Your data is critical to AI success. So, are you really taking care of it?
Sponsored Feature There can't be many tech leaders who don't realize that AI relies on vast amounts of data.
Yet it's not always clear that everyone has grasped just how fundamental their storage choices are to the success of their AI initiatives.
It's not for want of spending. The first half of 2024 saw organizations increase spending on compute and storage infrastructure for AI deployments by 37 percent to $31.8bn, according to research firm IDC. Almost 90 percent of this was accounted for by servers, with 65 percent being deployed in cloud or shared environments. The storage element increased 36 percent as organizations strive to manage the massive datasets needed for training as well as data repositories for inference.
Gartner's John-David Lovelock also sounded a warning in October, as he predicted increased spending on AI infrastructure in 2025: "The reality of what can be accomplished with current GenAI models, and the state of CIO's data, will not meet today's lofty expectations."
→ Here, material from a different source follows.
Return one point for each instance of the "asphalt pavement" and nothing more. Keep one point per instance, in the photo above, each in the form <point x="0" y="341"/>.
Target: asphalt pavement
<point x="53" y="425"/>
In fact, CIOs could be justified in asking whether they are pouring all that time and money into fighting what might prove to be the last storage war. AI, and transformations in general, have implications not just for how much data and storage is used, but the way that it is used and how it is provisioned and managed.
As HPE's vice president of product management Sanjay Jagad explains "Storage has gone from a repository of data value to where value gets created through data."
The challenge for IT is making sure that's what happens. For all the obsession with GPUs, Jagad says, those powerful processors cannot deliver AI on their own. "You need to still understand what data you have, what value you want to derive out of it, and how are you going to monetize it?"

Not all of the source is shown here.